Thank you for your thoughtful comments and suggestions! We address each of the points raised in turn below.
Q1 - Non-asymptotic guarantees
We agree that some non-asymptotic guarantees on the behavior of our estimator would be a valuable addition to this work. We have derived a new theorem for our proposed QFR loss, , demonstrating that the interval resulting from the minimization of the loss directly covers the right proportion of samples that correspond to the targeted coverage, regardless of the size of the sample (for ease of access, we provide the new proof at this link). This property is called the “quantile property” when true for a quantile estimator loss function [8], and illustrates that our proposed expression is well motivated. This reassuring property reinforces our claim that this expression provides a suitable objective for the goal of generating well-calibrated prediction intervals in the finite sample setting.
Action taken: We have added this new theorem to the manuscript.
Q2 - Why is QFR preferable?
We thank the reviewer for raising this point as it is something that should have been made more clear in the text. The key idea of our work is that although several methods might achieve a desired level of marginal coverage with their intervals, this is an underspecified problem with potentially an infinite number of admissible solutions. Given this, any interval-producing method is required to introduce some additional regularization (either implicit or explicit) in order to select among the possible solutions. In the case of quantile regression, the pair of symmetric quantiles are selected. However, given that other attributes are typically desired in these intervals (as illustrated by the large body of work that attempts to minimize interval width [1-3] or maximize conditional coverage [4,5]), there are likely more preferable solutions than quantile regression. One real-world example where this is the case is in renewable energy sources where it has been noted that “the probability distribution of the renewable energy source’s power output is generally skewed, thereby the width of CPIs is often unnecessarily wide” [6].
In our work, we ensure this decision is made explicitly by the user such that the most appropriate intervals can be found for a given application by using the corresponding regularization term. Our experiments in Tables 3 & 4 then illustrate that our objective results in intervals that better achieve these properties when evaluated on standard benchmarks. For Table 3 this improvement is not surprising as symmetric intervals are generally not the most narrow possible intervals (because real-world distributions are unlikely to be perfectly symmetric). For Table 4 this improvement is also expected as it provides greater flexibility on the solution to select one that achieves greater independence between width and miscoverage events.
We appreciate that the uncertainty quantification literature is vast and there exist many differing approaches. In Appendix A we provided an extended discussion on this literature which highlighted that single model approaches such as quantile regression have distinct advantages that make research in this area valuable in its own right. Factors such as their minimal computational overhead and lack of assumptions on the data have resulted in the extensive application of these methods in practice (see e.g. [7] for an overview of just some of the vast number of real-world implementations of this method). We believe it would fall outside the scope of this conference paper to survey and compare the various categories across all of the uncertainty quantification literature while accounting for their relative strengths and weaknesses to the appropriate rigorous standard required for a conference such as ICLR.

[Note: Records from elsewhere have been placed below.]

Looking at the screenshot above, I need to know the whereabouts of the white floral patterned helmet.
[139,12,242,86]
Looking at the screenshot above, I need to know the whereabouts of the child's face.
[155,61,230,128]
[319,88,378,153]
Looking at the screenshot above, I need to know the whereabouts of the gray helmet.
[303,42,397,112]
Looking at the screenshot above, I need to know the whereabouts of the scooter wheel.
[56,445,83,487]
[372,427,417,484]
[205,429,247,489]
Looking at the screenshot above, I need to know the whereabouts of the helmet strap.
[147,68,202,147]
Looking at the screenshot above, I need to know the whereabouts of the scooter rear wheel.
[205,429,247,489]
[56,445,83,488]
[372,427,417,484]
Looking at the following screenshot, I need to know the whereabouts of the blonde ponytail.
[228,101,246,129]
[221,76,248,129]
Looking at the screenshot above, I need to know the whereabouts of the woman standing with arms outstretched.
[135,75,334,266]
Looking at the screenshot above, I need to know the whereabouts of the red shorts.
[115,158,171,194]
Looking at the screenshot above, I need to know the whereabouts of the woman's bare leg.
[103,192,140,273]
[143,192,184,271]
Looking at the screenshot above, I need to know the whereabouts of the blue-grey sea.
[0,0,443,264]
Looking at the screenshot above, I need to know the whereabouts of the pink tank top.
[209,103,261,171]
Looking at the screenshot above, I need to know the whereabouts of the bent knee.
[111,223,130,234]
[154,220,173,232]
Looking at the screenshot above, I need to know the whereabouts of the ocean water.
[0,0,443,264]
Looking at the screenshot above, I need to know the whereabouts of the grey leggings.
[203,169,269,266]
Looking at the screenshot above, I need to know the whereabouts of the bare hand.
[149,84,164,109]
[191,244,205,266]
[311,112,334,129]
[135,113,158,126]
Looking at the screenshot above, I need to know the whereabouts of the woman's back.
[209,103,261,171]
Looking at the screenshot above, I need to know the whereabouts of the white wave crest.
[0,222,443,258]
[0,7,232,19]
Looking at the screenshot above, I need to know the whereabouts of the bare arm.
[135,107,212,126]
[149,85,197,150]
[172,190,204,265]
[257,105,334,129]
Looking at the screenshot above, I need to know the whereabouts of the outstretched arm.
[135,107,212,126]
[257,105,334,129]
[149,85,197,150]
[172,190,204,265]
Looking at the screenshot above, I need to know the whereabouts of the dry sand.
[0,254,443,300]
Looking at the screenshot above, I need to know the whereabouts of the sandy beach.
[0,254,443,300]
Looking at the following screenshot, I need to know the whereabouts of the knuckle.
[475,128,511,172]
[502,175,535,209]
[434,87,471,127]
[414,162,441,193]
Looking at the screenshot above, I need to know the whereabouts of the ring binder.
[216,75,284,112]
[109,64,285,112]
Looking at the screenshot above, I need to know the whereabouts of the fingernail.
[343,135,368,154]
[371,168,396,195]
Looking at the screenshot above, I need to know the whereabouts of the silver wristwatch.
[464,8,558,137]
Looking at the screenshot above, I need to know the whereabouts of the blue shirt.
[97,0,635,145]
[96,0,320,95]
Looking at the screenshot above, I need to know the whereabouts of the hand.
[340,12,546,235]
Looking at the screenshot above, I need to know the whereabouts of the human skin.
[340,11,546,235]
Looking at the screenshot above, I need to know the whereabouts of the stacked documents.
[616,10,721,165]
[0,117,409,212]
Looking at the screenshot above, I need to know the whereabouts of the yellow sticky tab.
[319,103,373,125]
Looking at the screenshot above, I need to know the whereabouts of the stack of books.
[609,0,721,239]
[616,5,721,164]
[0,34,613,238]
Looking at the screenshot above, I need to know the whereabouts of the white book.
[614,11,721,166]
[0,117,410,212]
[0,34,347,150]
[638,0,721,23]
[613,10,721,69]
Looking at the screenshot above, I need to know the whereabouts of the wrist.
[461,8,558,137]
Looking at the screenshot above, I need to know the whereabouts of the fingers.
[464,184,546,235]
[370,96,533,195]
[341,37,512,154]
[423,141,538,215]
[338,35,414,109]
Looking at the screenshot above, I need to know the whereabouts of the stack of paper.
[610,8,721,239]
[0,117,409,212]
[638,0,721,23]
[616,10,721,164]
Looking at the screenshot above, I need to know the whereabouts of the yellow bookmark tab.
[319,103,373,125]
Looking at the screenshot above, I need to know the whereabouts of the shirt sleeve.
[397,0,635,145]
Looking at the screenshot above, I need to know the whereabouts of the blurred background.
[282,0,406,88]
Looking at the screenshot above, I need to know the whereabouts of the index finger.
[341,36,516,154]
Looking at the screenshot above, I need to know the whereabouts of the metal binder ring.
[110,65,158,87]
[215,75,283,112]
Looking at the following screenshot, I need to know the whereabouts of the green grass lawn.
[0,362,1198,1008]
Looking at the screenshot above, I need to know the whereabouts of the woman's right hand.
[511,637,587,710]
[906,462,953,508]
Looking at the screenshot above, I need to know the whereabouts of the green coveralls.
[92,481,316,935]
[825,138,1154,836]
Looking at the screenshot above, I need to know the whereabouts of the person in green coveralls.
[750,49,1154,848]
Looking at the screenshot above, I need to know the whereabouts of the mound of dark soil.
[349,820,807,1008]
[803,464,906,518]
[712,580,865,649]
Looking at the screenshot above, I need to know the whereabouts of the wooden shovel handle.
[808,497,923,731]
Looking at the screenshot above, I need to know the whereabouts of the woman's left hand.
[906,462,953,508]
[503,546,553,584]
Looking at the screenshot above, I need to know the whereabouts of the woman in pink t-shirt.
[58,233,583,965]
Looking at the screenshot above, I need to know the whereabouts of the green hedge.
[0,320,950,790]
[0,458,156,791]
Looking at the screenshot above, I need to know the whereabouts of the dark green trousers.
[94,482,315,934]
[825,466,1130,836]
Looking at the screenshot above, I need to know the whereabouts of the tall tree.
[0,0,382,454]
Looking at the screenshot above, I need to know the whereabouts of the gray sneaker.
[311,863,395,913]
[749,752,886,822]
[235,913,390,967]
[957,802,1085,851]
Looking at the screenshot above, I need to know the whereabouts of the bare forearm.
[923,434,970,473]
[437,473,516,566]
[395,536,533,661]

Action taken: We have updated our text to better reflect this motivation.
Q3 - Non-convex loss.
We completely agree that convexity is conceptually a nice property to have in a loss function. However, the theoretical guarantees afforded to convex loss functions (e.g. converging to the global minimum) typically require additional assumptions which are generally not met in the deep learning setting anyway. Therefore, we would argue that methods should be judged on their empirical performance which, in the case of our proposed method, is generally superior to existing convex baselines (indeed, neural networks themselves are typically non-convex which has certainly not limited their value!).
[1] Chung, Youngseog, et al. "Beyond pinball loss: Quantile methods for calibrated uncertainty quantification." Advances in Neural Information Processing Systems 34 (2021): 10971-10984.
[2] Tagasovska, Natasa, and David Lopez-Paz. "Single-model uncertainties for deep learning." Advances in Neural Information Processing Systems 32 (2019).
[3] Pearce, Tim, et al. "High-quality prediction intervals for deep learning: A distribution-free, ensembled approach." International conference on machine learning. PMLR, 2018.
[4] Feldman, Shai, Stephen Bates, and Yaniv Romano. "Improving conditional coverage via orthogonal quantile regression." Advances in neural information processing systems 34 (2021): 2060-2071.
[5] Hunter, David R., and Kenneth Lange. "Quantile regression via an MM algorithm." Journal of Computational and Graphical Statistics 9.1 (2000): 60-77.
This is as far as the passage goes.